Kids are notorious for being difficult to convince when it comes time to eat their vegetables, especially if it’s a new food or combination they haven’t tried before.
This kind of stalemate can make mealtimes a chore and lead to increased stress levels for everyone. To combat this, the next time you are about to fight a dinnertime battle, consider these tips to ensure your kids are eating a wide variety of foods and enjoying all the nutrients they need in their diet, but without the angst.
MAKE FOOD FUN
Making food fun is a great way to capture the interest and imagination of your child.

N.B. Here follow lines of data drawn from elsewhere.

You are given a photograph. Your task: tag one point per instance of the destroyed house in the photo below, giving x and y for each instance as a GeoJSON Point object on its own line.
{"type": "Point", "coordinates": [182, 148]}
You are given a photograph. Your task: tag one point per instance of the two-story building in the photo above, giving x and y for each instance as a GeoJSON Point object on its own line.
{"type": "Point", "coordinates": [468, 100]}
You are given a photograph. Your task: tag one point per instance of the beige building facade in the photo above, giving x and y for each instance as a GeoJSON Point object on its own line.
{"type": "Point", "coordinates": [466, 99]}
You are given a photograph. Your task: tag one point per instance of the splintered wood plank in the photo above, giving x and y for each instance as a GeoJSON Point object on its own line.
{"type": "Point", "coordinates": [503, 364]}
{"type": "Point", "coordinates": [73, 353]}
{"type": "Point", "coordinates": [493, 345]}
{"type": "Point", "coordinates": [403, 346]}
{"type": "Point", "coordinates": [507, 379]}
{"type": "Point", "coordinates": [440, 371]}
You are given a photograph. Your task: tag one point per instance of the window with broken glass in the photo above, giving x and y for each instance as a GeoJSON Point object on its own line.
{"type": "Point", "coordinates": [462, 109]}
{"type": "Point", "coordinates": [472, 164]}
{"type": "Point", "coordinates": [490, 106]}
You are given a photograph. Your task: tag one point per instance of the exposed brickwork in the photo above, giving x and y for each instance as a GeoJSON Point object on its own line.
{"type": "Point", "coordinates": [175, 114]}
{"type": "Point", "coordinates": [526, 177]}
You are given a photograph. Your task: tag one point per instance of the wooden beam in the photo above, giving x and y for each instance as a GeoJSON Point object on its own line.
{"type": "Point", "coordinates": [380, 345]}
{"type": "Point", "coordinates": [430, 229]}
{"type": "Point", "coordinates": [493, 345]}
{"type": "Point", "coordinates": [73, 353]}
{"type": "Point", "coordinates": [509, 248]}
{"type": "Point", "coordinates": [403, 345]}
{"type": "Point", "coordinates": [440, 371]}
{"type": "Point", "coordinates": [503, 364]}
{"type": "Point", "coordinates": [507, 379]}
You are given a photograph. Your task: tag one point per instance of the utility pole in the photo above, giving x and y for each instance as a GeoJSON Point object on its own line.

Arrange the food on the plate in a smiley face, or prepare food in a way that’s fun to eat, such as peeling apples in a swirl or sticking broccoli florets into mashed potato like a mini ‘forest’. Kids love the idea of having a treat, so use a particular fruit or vegetable they love done in a different way as their ‘treat’. Dip strawberries in yoghurt and store in the freezer for an after dinner dessert or try mixing berry-flavoured Olive Leaf Extract with blackcurrant juice for a healthy drink kids will enjoy. Doing a search on Instagram or YouTube can provide some great ideas to get you started.
GET THEM INVOLVED
Getting kids involved in the preparation of food can give them a sense of pride and may make them more cooperative when it’s time for dinner. Researchers at Columbia University found that kids were more likely to eat vegetables and whole grains if they were involved in the process of cooking the foods themselves, so write a list and give it to your children at the supermarket, allowing them to pick out the vegetable and fruit while teaching them what to look for in a good piece and how much they need for each dish. When you are ready to cook, get them to help you wash, peel and prepare them in the kitchen.Starting a herb garden or veggie patch is another way to give kids a sense of ownership of their food and allow them to see the entire growing and harvesting process to get them excited about what they are eating.
SET A GOOD EXAMPLE
Studies show that children’s eating habits are primarily influenced by the parent’s eating habits, attitudes and beliefs. This means that if you aren’t eating much from the fruit and vegetable section, neither will they. Set a good example and let them see you eating all of your vegetables with a positive attitude, so this becomes a normal part of every meal.
KEEP TRYING NEW FOODS
Kids are curious by nature, so encourage them to try new foods at home and when you’re eating out. Use the introduction of a new fruit or vegetable (or a new combination) as an opportunity to talk about where it came from and how it has been cooked. They often need to see a parent or other role model trying a new food before trying it themselves, so consider giving them a small portion of your meal so they can start to experience new flavours and textures. Children may need to be served a new food a number of times before they try it, and then taste it 10 times or more before they actually like it, so be patient and keep trying.
USE FAMILIAR FLAVORS
Kids naturally like sweet and salty foods, so you may like to add natural sauces and flavourings to vegetables, such as melted cheese or fresh tomato sauce, to make them more appealing. Drop a dollop of Manuka Honey in for some sweetness. Offering a new food amongst familiar and enjoyed foods may also encourage kids to try something new.
What are your tips and tricks for getting kids to eat their vegetables?